E P I L O G

405 25 14
                                    

Kini dia kembali, kembali membuatku tersenyum dengan caranya yang tidak kuduga-duga.

***

Tiga tahun sudah semenjak Vie lulus SMA. Setelah ia memutuskan kembali ke Jakarta dan meninggalkan Tita, Vie tidak pernah kembali ke rumah sepupunya itu lagi untuk tinggal. Kini Vie bisa merasa nyaman di rumah. Kedua orang tuanya sudah bisa menganggap putrinya ada di tengah kehangatan keluarga yang sebelumnya hampir tidak ada.

Gadis itu membuka kembali kenangan. Hanya foto-foto yang dapat ia simpan dan selalu dikenang agar rasa rindunya berkurang. Dia pun tak tahu, apakah suatu saat nanti Tuhan akan meminta takdir untuk menyatukan dirinya dan cintanya?

Sesekali senyum Vie terlihat. Ia begitu merasa dekat dengan sosok yang ada di dalam foto. Bertahun-tahun hatinya terkunci hanya dengan satu nama. Iya, laki-laki di masa lalu yang mampu membawanya bangkit tapi juga mengajarkannya untuk bersabar dengan waktu.

Ponsel pipih itu bergetar. Tertulis nomor tanpa nama yang ada di layarnya. Dengan malas, Vie mengangkatnya tanpa minat. "Halo. Siapa?"

Hening.

Vie masih setia menunggu. Sambungan teleponnya belum terputus. Hanya saja, orang di seberang sana diam tak merespon.

"Vie ...," lirih suara itu kemudian sambungan telepon mati sepihak.

Vie membulatkan matanya sempurna. Dia tahu suara itu, dia ingat suara siapa itu. Laki-laki itu, yah Vie yakin itu adalah cintanya. "Halo, halo! Ini suara lo, kan, Al? Halo?!"

Sia-sia, nomor itu tidak bisa dihubungi kembali. Tapi rasa bahagia Vie muncul ketika mendengar sedikit suara itu yang menyebut namanya. Seketika, Vie melompat tanpa arah merasa senang dan apa pun rasa bahagia tak terdeskripsikan.

Vie berlari keluar kamar. Namun saat baru membuka pintu, ia menemukan sepupunya ada di hadapannya. Vie lekas memeluk Tita penuh kerinduan. Iya, Tita datang. "Dia akan kembali, Ta! Buat gue!" serunya masih memeluk Tita.

***

Vie pulang lebih awal. Dosen mata kuliahnya menunda kegiatan belajar karena terhalang sesuatu. Tak tanggung-tanggung, waktunya diundur menjadi dua hari ke depan. Alhasil, tak ada yang Vie lakukan lagi, ia lantas segera pulang dan menemui Tita.

Mahasiswa jurusan hukum.

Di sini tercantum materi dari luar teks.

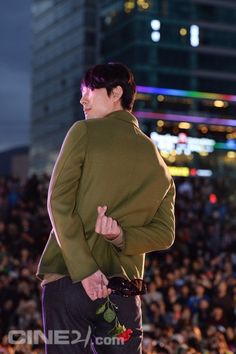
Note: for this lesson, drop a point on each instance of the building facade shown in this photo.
(183, 55)
(65, 43)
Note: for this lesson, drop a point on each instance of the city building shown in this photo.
(64, 44)
(183, 55)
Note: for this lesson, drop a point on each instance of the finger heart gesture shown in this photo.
(105, 225)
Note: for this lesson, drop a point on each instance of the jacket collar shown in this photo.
(125, 116)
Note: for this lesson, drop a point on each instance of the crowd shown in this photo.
(190, 307)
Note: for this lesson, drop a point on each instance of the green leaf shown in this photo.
(109, 315)
(118, 330)
(101, 309)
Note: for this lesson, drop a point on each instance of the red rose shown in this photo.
(125, 335)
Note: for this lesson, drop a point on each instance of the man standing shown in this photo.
(110, 201)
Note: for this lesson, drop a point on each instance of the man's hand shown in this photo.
(106, 226)
(95, 285)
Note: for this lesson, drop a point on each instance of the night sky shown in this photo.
(15, 56)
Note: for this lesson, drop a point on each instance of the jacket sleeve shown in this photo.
(158, 235)
(61, 203)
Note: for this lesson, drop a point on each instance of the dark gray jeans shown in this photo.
(70, 316)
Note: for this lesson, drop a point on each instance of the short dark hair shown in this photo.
(109, 76)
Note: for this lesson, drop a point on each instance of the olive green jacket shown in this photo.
(107, 161)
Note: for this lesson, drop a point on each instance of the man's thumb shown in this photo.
(102, 210)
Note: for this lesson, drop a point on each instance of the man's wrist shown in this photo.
(118, 240)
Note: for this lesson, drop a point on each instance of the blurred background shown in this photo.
(182, 53)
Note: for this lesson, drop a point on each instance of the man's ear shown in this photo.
(117, 93)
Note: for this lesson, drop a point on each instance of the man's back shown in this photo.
(120, 168)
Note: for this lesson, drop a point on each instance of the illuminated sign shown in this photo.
(182, 144)
(185, 93)
(185, 118)
(186, 172)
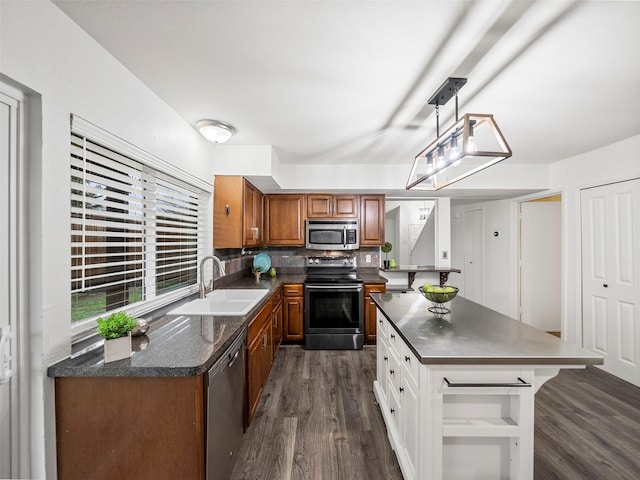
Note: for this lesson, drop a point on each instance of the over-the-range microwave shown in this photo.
(332, 234)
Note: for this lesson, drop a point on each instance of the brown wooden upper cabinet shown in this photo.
(237, 213)
(371, 220)
(332, 206)
(284, 219)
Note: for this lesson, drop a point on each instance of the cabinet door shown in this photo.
(278, 317)
(254, 376)
(345, 206)
(371, 220)
(293, 312)
(319, 206)
(409, 424)
(285, 216)
(371, 311)
(228, 211)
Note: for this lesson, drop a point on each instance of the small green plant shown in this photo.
(386, 248)
(116, 325)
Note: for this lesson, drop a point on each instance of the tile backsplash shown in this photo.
(289, 258)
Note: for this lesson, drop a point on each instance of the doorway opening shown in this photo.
(539, 263)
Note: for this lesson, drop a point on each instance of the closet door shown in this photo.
(611, 276)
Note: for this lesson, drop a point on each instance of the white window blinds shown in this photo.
(136, 232)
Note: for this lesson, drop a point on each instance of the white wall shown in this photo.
(617, 162)
(67, 72)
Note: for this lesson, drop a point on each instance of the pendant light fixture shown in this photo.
(473, 143)
(215, 131)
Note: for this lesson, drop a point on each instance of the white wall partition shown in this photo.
(42, 50)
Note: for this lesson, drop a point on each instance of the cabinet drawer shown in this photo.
(292, 290)
(394, 340)
(374, 288)
(382, 327)
(395, 372)
(410, 363)
(276, 296)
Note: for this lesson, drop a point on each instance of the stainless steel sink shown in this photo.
(233, 302)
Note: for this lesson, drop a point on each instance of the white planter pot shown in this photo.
(117, 349)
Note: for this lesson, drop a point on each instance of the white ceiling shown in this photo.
(347, 82)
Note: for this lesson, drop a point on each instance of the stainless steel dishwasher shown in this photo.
(225, 411)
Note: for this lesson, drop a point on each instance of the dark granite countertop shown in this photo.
(472, 334)
(174, 346)
(182, 345)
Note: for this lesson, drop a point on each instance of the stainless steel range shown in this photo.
(333, 304)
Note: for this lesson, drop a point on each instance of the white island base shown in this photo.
(457, 421)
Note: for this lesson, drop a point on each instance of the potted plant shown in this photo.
(386, 248)
(257, 271)
(116, 330)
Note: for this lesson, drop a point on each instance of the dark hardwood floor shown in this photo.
(318, 420)
(587, 426)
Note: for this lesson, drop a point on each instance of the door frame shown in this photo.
(19, 244)
(517, 294)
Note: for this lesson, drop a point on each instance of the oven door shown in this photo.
(333, 309)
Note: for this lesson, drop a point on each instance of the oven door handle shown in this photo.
(347, 288)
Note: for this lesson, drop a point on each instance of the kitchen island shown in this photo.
(457, 392)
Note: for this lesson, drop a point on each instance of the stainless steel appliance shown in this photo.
(225, 410)
(332, 234)
(333, 304)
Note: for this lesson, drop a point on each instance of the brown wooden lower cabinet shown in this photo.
(130, 427)
(278, 320)
(259, 357)
(370, 311)
(293, 312)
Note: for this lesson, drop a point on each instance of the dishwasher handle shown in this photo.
(233, 360)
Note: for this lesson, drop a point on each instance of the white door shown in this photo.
(540, 260)
(8, 153)
(474, 255)
(611, 276)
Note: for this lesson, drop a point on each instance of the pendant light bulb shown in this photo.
(454, 152)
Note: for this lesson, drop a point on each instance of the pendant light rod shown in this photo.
(448, 89)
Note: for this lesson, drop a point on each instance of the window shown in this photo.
(136, 231)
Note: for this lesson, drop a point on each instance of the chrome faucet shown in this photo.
(216, 260)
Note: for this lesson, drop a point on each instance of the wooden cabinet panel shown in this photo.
(332, 206)
(319, 205)
(293, 312)
(259, 357)
(345, 206)
(107, 426)
(370, 311)
(278, 320)
(371, 220)
(284, 219)
(253, 231)
(237, 213)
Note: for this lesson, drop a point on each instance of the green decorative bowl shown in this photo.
(440, 294)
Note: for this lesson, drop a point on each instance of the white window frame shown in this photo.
(80, 127)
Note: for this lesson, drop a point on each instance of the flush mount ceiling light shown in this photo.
(215, 131)
(473, 143)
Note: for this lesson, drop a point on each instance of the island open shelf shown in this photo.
(457, 393)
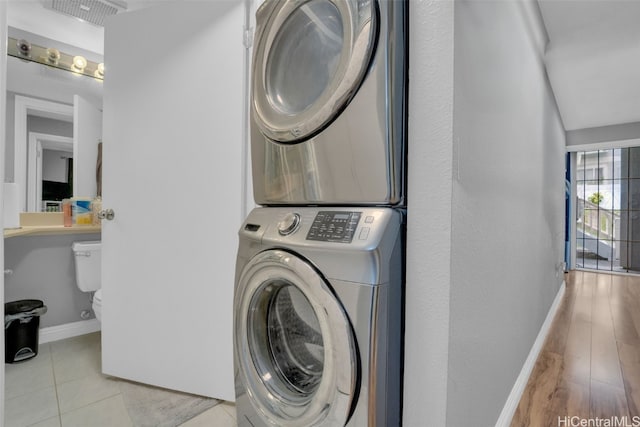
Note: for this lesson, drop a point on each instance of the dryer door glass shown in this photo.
(294, 344)
(304, 57)
(310, 58)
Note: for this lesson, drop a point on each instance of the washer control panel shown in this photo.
(334, 226)
(289, 224)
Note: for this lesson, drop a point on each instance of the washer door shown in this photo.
(294, 344)
(309, 60)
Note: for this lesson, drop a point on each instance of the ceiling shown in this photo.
(593, 60)
(33, 16)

Vienneta Frisdania. Ya, mungkin dulunya ia terlihat seperti anak cengeng yang selalu mengadu setiap kali ada masalah yang datang. Namun siapa sangka, hal itu menjadikan semangat Vie untuk menjadi seorang hakim kelak nanti. Takkan dia biarkan kesalahan apa pun terlewati tanpa mendapatkan hukuman setimpal. Adil, kan? Berani berbuat, berani bertanggung jawab.

Vie memasuki kamarnya. Jarak antara kampus dan rumahnya tidak begitu jauh. Hanya tiga puluh menit perjalanan jika tidak macet. Kalau macet, ya ... mungkin satu jam.

Vie mendapati Tita sibuk dengan flowseet-nya. Itu seperti sebuah rancangan gambar yang ada di kertas dan memiliki bentuk-bentuk yang hanya orang-orang tertentu yang bisa memahaminya.

Semakin dekat kaki Vie melangkah, ia mendekati Tita yang sangat fokus. Memperhatikannya lebih detail lagi, dan satu pertanyaan akhirnya melesat bebas dari bibir Vie. "Lo gambar apa sih, Ta?"

Tita sama sekali tidak kaget dengan tingkah Vie. Ia seperti sudah tahu kalau Vie ada di sana. "Gambar proyek pembangunan apartemen," jawabnya santai tanpa melihat ke arah Vie.